The workforce at the time was 100% men – men who had been brought up in a macho world and were the leaders of the household. Consider what happened when the workforce was reduced from 20,000 to 10,000. Overnight!
On a human scale, many, many people were robbed of their self-respect. Many were driven to alcohol. Wallsend had an abundance of watering holes, and it was much easier to spend your days in a drunken state than do something about the problem. Remember that at that time, ‘entrepreneurship’ wasn’t part of the vocabulary.
Mass unemployment led to riots in some areas (within half a mile of my secondary school, for example). They became no-go areas. Life was quite tough.
When I was twelve, I had my ten minutes with the school careers adviser. I told him I wanted to go to university and qualify as an engineer. He looked at me with disdain and told me to be more realistic – people from my school and background didn’t go to university.
Shortly after that, I was cycling through one of the no-go areas on my way home from school. The area had been built in the early sixties and was based on ambitious urban planning ideas. The fourteen-storey blocks of apartments were known colloquially as the ‘fourteeners’. They generally stank of urine or antiseptic, depending on whether the local council cleaners had been around recently.

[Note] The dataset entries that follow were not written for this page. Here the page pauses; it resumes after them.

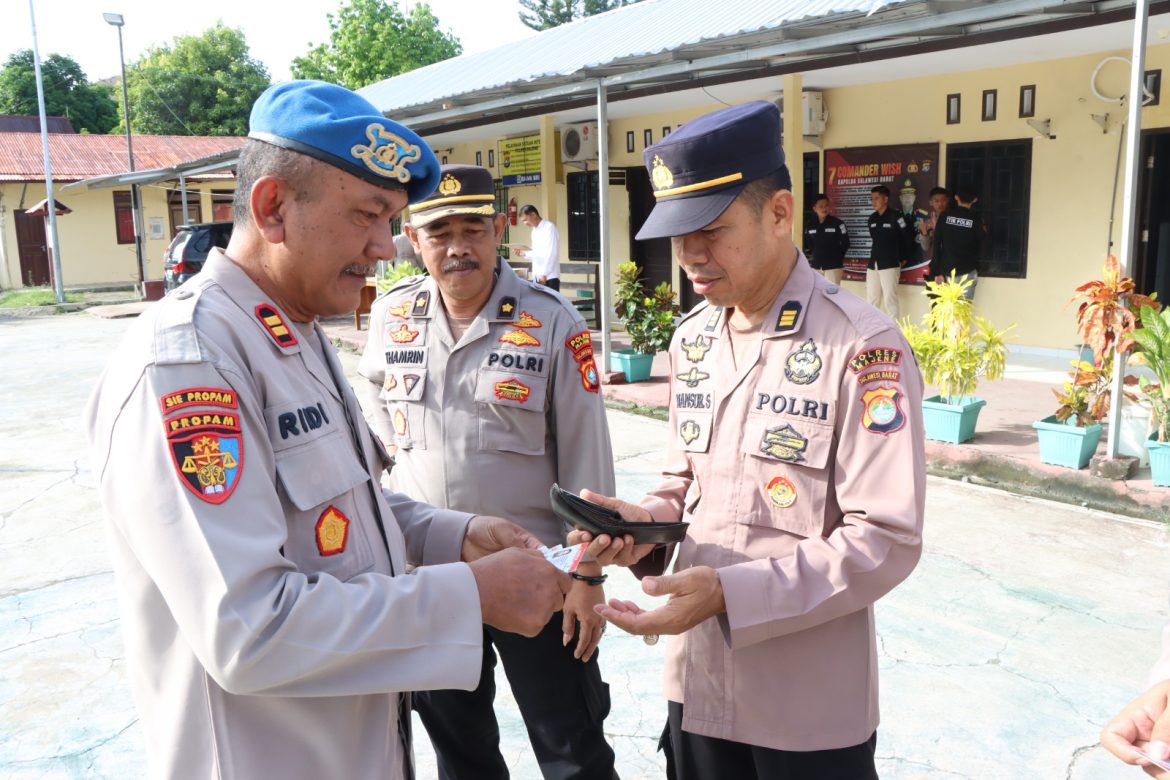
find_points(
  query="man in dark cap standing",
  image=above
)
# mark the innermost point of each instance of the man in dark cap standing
(796, 454)
(270, 632)
(486, 386)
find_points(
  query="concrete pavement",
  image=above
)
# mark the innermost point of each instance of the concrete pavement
(1026, 626)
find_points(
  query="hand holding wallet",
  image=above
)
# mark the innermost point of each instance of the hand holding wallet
(576, 512)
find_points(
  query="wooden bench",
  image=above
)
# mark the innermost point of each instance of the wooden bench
(579, 283)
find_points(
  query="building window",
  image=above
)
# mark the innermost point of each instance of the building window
(952, 109)
(1153, 82)
(989, 104)
(123, 218)
(584, 215)
(999, 174)
(1027, 101)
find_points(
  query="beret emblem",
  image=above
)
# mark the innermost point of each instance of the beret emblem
(386, 153)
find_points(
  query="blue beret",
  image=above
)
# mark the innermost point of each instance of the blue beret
(343, 129)
(700, 168)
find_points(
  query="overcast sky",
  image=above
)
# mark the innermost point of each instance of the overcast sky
(76, 28)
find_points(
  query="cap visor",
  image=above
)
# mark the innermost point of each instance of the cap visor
(683, 215)
(420, 219)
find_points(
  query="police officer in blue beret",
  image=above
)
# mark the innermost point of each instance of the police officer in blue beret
(796, 455)
(270, 629)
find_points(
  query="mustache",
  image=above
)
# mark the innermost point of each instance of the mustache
(460, 264)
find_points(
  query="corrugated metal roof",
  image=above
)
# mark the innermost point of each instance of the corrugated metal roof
(645, 33)
(75, 157)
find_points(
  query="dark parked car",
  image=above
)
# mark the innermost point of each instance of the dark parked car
(188, 249)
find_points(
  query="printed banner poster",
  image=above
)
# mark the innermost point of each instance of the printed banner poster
(520, 160)
(909, 171)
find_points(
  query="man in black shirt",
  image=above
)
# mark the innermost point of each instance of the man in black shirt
(888, 253)
(958, 237)
(826, 241)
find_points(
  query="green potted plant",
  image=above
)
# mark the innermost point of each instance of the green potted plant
(648, 318)
(1153, 350)
(1106, 319)
(1069, 436)
(955, 347)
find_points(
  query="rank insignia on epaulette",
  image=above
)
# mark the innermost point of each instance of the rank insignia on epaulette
(520, 338)
(207, 453)
(693, 377)
(784, 443)
(275, 325)
(527, 321)
(697, 349)
(782, 492)
(714, 319)
(421, 304)
(403, 335)
(513, 390)
(332, 531)
(803, 364)
(790, 313)
(401, 310)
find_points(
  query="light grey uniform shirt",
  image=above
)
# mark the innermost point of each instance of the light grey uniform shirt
(494, 420)
(260, 566)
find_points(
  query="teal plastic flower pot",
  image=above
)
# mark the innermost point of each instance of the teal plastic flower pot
(1066, 444)
(951, 422)
(1160, 460)
(634, 365)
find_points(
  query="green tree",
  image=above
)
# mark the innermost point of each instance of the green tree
(372, 40)
(67, 91)
(199, 85)
(545, 14)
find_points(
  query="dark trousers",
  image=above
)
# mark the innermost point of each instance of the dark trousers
(692, 757)
(562, 699)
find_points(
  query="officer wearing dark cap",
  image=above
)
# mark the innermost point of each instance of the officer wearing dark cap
(796, 454)
(484, 384)
(270, 632)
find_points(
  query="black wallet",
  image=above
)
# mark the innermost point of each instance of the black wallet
(576, 512)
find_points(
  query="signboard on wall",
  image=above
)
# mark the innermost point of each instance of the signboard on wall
(520, 160)
(908, 170)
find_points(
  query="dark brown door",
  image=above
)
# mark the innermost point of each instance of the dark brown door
(1151, 247)
(653, 257)
(34, 249)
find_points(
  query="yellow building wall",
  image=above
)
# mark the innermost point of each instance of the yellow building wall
(90, 254)
(1072, 179)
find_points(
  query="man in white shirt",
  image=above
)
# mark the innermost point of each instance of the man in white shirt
(545, 252)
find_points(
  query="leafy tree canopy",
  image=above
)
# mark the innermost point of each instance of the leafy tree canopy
(67, 91)
(545, 14)
(372, 40)
(199, 85)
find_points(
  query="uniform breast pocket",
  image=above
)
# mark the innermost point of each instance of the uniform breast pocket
(510, 411)
(318, 482)
(786, 474)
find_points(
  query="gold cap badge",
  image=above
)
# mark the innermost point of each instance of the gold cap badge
(661, 174)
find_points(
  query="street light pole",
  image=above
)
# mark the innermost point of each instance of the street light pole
(116, 20)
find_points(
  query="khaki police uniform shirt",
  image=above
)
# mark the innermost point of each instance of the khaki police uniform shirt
(499, 418)
(803, 476)
(268, 622)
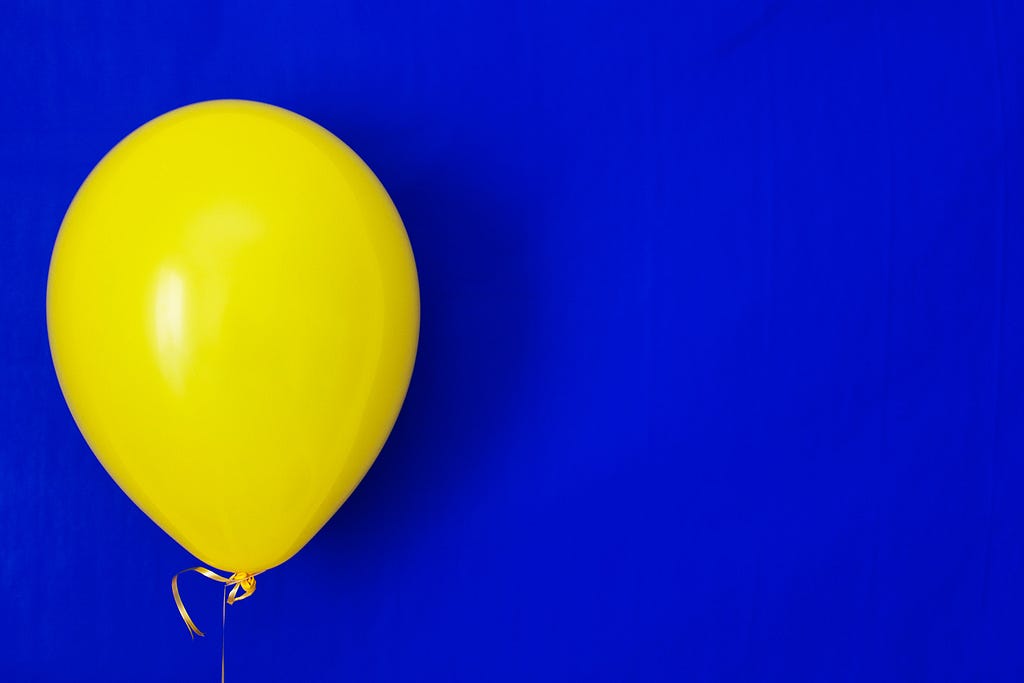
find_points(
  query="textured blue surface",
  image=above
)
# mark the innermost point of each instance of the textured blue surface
(722, 354)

While cycling through this area, I had an experience which fundamentally changed my views on life. I witnessed a person who had lost everything jump from one of the fourteeners. I knew there had been other occasions when this had happened, but I hadn’t yet seen it for myself. To this day, some thirty years later, I can still picture the scene.
I determined there and then that my why was to help people transform their lives – to give them a purpose to prevent them from finding themselves in that situation. Although at the time, I didn’t realise this had become my WHY. I have since reflected on things and worked through several exercises to delve into what drives me, and it always comes back to that point.
My forthcoming book is part of that why. The desire to help people transform their lives gives me the motivation to sit down and put pen to paper (or at least to dictate to a computer).